After World War I, eastern Cameroon was mandated by the League of Nations to France and western Cameroon was mandated to the United Kingdom. The French government ordered that only French could be used in schools in 1920. The British allowed the use of Duala by missionaries and schools, but English-medium schools became the norm due to the colonial governmental influence and the lack of written materials in Duala. By the 1950s, this meant that Cameroonians were using English as an instructional language and Duala as a "church" language, even if Duala was not their mother tongue. Through the 1960s and 1970s, as Cameroon gained independence, Duala remained in use only in religious and informal contexts, as the missionaries continued to use it and develop Duala texts for religious use.

== Usage ==
University programs in the cities of Yaoundé and Douala, as well as many local lycées, offer classes in Duala and other local languages. Duala is also used on an unofficial ad hoc basis in other schools as a medium of primary instruction to facilitate understanding. The television channel Dan Broadcasting System airs programs in Duala. However, it has been observed that attempts to introduce Duala and other local languages into schools have received some resistance from locals, as they do not view it as helpful for socio-economic development.

=== Popular culture ===
The song Soul Makossa, as well as pop songs that repeated its lyrics, internationally popularized the Duala word for "(I) dance", "makossa". The song Alane by artist Wes Madiko is sung in Duala and reached the #1 chart position in at least 10 European countries.

== Phonology ==

=== Consonants ===

|  |  | Labial | Alveolar | Palatal | Velar | Glottal |
| Nasal |  | m | n | ɲ | ŋ |  |
| Plosive/ Affricate | voiceless | p | t | t͡ʃ | k |  |
| voiced | b | d | d͡ʒ |  |  |
| prenasal vl. | ᵐp | ⁿt |  | ᵑk |  |
| prenasal vd. | ᵐb | ⁿd | ⁿd͡ʒ | ᵑɡ |  |
| Fricative |  | f | s |  |  | h |
| Approximant |  | w | l | j |  |  |

Sounds /b, d, ᵐb, ⁿd/ are heard as implosives [ɓ, ɗ], [ᵐɓ, ⁿɗ] when before close vowels /i, u/.

[r] is heard as a variant of /l/ in loanwords.

=== Vowels ===

|  | Front | Central | Back |
|---|---|---|---|
| Close | i |  | u |
| Close-mid | e |  | o |
| Open-mid | ɛ |  | ɔ |
| Open |  | a |  |

==Alphabet==

Uppercase: A; B; Ɓ; C; D; Ɗ; E; Ɛ; F; G; H; I; J; K; L; M; N; Ŋ; Ɲ; O; Ɔ; P; Q; R; S; T; U; V; W; X; Y; Z
Lowercase: a; b; ɓ; c; d; ɗ; e; ɛ; f; g; h; i; j; k; l; m; n; ŋ; ɲ; o; ɔ; p; q; r; s; t; u; v; w; x; y; z

==Bibliography==

1. E. Dinkelacker, Wörterbuch der Duala-Sprache, Hamburg, 1914. [Duala - German dictionary]
2. Paul Helmlinger, Dictionnaire duala-français, suivi d'un lexique français-duala.

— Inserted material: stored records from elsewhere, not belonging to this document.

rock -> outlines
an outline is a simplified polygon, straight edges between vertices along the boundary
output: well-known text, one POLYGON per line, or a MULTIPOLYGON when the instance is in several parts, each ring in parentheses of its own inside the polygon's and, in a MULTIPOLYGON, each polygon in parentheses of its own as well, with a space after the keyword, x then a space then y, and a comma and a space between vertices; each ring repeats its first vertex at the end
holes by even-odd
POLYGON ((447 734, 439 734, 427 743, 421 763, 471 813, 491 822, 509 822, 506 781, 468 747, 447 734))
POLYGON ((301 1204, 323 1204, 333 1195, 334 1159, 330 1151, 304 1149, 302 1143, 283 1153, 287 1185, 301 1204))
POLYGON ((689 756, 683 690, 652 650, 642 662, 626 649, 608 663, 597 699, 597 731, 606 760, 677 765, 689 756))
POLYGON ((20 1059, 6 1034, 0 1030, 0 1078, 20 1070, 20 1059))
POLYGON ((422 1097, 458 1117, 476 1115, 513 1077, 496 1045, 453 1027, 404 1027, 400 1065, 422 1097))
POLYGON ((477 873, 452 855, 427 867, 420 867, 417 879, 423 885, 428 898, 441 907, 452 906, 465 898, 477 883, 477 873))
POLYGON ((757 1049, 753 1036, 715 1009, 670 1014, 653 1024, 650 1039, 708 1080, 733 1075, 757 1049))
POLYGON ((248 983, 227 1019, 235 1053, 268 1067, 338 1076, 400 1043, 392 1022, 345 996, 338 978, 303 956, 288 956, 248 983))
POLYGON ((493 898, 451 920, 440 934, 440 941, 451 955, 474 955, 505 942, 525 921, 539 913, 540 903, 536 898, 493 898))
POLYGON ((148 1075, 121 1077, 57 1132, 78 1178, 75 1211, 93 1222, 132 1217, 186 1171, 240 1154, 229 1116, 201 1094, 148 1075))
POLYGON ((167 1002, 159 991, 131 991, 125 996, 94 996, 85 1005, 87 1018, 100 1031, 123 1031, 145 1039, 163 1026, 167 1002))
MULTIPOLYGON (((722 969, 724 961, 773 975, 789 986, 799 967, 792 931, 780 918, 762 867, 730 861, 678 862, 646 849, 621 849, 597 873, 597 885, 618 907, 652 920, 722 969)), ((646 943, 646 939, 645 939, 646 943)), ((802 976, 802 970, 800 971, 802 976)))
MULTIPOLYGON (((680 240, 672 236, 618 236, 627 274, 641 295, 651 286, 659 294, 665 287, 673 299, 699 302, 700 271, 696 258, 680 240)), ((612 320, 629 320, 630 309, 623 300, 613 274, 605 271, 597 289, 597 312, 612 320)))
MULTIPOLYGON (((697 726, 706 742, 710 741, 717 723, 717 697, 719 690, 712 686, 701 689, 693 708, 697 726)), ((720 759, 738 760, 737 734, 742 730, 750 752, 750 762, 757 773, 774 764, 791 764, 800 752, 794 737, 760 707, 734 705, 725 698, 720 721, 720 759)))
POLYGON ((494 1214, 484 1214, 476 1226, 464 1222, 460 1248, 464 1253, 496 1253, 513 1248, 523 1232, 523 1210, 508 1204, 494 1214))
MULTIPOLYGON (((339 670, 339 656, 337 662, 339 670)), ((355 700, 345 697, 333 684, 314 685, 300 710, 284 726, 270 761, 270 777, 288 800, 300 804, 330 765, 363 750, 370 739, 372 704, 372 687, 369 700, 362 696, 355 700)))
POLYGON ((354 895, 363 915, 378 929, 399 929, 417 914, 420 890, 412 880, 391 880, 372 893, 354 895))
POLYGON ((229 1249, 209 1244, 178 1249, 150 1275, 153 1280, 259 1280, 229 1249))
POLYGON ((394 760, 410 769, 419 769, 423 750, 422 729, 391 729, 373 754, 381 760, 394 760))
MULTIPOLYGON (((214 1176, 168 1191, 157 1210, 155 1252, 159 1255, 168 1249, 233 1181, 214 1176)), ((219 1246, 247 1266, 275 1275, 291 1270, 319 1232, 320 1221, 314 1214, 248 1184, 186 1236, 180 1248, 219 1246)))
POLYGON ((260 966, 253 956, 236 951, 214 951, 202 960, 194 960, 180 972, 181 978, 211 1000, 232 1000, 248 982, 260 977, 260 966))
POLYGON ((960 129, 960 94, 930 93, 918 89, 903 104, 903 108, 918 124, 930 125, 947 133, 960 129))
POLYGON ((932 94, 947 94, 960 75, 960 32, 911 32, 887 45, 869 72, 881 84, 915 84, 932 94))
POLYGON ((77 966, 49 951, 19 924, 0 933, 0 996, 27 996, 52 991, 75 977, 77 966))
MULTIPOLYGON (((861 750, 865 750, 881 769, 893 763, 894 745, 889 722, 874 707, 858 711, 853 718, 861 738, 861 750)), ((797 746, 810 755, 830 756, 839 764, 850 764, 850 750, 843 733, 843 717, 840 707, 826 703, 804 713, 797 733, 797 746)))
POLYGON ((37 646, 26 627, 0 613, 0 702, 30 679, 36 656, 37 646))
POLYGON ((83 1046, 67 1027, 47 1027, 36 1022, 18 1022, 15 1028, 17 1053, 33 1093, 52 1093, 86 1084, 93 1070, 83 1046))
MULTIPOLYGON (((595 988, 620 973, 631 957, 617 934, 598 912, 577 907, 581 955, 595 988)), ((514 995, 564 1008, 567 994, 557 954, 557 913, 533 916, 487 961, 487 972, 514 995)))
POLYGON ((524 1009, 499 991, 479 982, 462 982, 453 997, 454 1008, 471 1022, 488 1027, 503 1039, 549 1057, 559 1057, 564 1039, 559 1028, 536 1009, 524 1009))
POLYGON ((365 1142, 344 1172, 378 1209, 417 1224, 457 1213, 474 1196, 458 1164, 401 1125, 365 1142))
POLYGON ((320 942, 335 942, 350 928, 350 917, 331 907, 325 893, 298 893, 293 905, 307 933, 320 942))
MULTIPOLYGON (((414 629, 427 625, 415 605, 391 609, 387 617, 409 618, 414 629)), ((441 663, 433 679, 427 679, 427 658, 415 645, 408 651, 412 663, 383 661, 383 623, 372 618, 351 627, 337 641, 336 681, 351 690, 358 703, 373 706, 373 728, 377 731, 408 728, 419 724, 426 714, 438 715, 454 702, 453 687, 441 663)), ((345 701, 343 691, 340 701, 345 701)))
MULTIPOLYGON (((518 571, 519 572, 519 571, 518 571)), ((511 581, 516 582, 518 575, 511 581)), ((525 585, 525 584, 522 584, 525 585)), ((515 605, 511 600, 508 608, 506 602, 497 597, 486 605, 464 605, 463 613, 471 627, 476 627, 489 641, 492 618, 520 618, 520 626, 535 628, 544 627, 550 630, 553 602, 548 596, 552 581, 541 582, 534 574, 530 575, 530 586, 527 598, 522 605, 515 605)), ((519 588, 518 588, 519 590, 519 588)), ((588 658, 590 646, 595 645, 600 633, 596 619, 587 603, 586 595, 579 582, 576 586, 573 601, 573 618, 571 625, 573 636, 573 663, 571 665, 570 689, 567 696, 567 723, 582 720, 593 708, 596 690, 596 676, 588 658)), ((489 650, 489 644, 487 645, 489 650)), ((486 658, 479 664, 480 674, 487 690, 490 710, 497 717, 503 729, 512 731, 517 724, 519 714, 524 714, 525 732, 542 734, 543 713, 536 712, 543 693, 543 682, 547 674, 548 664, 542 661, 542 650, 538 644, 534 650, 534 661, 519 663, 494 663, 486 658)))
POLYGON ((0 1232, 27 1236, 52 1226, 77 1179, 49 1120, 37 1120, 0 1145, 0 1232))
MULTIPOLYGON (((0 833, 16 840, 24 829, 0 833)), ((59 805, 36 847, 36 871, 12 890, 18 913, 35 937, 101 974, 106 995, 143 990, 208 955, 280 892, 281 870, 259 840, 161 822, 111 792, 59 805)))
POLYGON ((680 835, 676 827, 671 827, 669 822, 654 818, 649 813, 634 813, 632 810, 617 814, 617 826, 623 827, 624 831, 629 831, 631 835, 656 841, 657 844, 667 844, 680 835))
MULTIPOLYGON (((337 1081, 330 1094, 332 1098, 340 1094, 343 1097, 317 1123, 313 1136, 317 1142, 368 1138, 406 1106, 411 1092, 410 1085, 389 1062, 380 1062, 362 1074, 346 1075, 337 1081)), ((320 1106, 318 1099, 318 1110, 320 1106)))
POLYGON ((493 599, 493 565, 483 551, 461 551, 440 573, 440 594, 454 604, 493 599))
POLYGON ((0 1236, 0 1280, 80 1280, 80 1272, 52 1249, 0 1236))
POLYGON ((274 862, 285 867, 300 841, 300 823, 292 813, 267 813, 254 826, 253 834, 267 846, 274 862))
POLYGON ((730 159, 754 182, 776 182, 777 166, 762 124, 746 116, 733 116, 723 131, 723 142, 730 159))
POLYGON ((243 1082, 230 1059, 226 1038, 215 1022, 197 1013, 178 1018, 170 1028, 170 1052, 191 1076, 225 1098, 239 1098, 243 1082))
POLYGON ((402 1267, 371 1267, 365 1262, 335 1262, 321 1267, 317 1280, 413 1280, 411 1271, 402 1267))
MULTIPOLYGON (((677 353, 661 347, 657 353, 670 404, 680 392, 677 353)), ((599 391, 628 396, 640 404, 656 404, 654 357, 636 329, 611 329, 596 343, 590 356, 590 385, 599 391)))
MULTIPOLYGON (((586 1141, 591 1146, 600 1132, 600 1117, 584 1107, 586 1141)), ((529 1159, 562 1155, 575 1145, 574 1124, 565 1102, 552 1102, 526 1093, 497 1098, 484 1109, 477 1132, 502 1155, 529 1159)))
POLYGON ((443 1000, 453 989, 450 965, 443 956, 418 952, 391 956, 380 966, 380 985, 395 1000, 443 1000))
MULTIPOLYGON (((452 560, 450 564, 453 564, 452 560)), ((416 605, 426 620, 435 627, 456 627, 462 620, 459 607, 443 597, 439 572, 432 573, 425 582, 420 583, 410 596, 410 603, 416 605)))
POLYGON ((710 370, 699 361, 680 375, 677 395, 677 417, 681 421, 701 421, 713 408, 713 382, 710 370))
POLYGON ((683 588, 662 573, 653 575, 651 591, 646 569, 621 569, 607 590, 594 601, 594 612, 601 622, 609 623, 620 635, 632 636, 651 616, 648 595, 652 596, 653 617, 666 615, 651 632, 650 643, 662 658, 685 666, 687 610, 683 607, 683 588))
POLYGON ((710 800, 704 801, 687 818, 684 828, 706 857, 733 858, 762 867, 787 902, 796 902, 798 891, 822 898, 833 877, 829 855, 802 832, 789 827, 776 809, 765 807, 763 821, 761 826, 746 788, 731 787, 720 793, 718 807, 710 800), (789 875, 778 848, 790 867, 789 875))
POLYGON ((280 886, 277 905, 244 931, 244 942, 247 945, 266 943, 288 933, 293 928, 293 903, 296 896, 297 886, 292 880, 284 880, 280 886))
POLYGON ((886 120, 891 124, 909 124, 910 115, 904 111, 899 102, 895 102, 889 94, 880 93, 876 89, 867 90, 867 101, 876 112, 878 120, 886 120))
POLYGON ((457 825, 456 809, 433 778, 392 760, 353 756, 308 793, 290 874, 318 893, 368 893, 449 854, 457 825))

Editions Klincksieck, Paris, 1972. [Duala - French dictionary]
3. Johannes Ittmann, edited by Emmi Kähler-Meyer, Wörterbuch der Duala-Sprache, Dictionnaire de la langue duala, Dictionary of the Duala Language, Dietrich Reimer, Berlin, 1976. [Duala - German - French - English dictionary. The preface evaluates ref. 1 above as terse, but good, while ref. 2 has missing and erroneous tone marks.]
4. Johannes Ittmann, Grammatik des Duala (Kamerun), Verlag Dietrich Reimer, Berlin, 1939. [A grammar of Duala.]